Haliburton County expects to soon get residents’ thoughts on this issue, as staff are preparing a survey to prepare for a new short-term rental policy.
A draft of the survey being prepared by the county’s planning department, with the help of a North Bay-based planning firm, was released to Haliburton County council at the Wednesday, Feb. 23 virtual meeting.
The draft of the survey was heavily scrutinized by several councillors, meaning several changes will likely be made and eventually brought back to council for approval at a future meeting.
But the overall direction of the survey has not changed; it is to gauge what concerns residents see developing from the use of cottage rentals, Airbnbs and short-term housing stays.
It’s expected to be the first of two surveys released, in order to gain information that will help Haliburton County develop a policy that would put regulations on setting up short-term rental businesses.

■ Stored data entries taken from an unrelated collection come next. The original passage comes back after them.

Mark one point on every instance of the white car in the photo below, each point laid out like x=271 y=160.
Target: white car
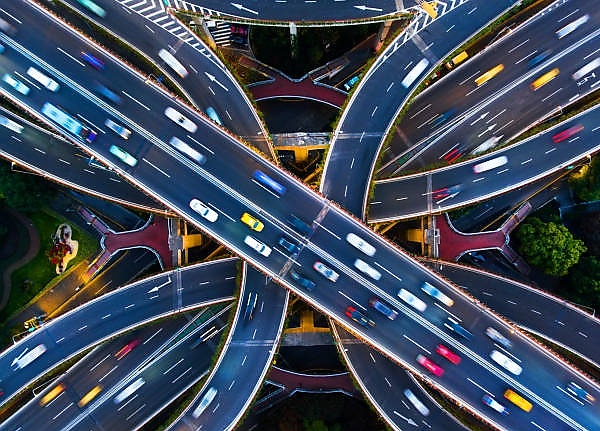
x=123 y=155
x=505 y=362
x=122 y=131
x=178 y=118
x=367 y=269
x=16 y=84
x=202 y=209
x=412 y=300
x=325 y=271
x=206 y=400
x=360 y=244
x=435 y=293
x=258 y=246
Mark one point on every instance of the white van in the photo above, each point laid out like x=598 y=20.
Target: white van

“The intent of this survey really is to explore perspectives on short-term rental accommodations generally and to begin to understand both the issues and opportunities and what the constraints are,” said Jason Ferrigan, from the firm, J.L. Richards & Associates.
The first draft of the survey asked residents to rank the level of concern they have on issues such as excessive noise, parking, public safety, impact on the tax base and loss of character in neighbourhoods, among other issues.
It also asked residents to express the level of concern they have for cottages and dwellings, whether they’re used by a usual visitor, a periodically-present visitor, a frequent visitor or a year-round visitor.
But it’s unlikely that those questions will be asked exactly in the way they were worded in the first draft.
“The questions are poorly worded,” Dysart et al Deputy Mayor Pat Kennedy said bluntly, during one of four instances where he spoke up to criticize the survey draft.
In another instance, Algonquin Highlands Mayor Carol Moffatt said matter-of-factly, “I still don’t understand what you’re looking for.”
The comment was directed at Ferrigan, who was explaining the fourth and fifth questions on the survey, which asks responders to rank their level of concern on various issues.
Councillors lobbied for many lines to be rephrased differently and for the wording to be tweaked to get better, more succinct information.
Moffatt said the draft of the survey didn’t meet her expectations, as she has been waiting for several years for a deep investigation into the benefits and costs associated with having plenty of short-term rental venues in the area.
Dysart et al Mayor Andrea Roberts also expressed concern that the survey, as it stood, was allowing people to express concerns they may have about short-term rental accommodations, but not an opportunity to express the positives.
“There is a great economic benefit to having more people come here and rent here. There are businesses thriving on the business of short-term rentals,” she said. “Somehow that needs to be captured and I’m not sure how.”
Council voted to receive the report and direct J.L. Richards & Associates to work on a new draft and bring it back to a future meeting. The survey was, originally, intended to be released in March.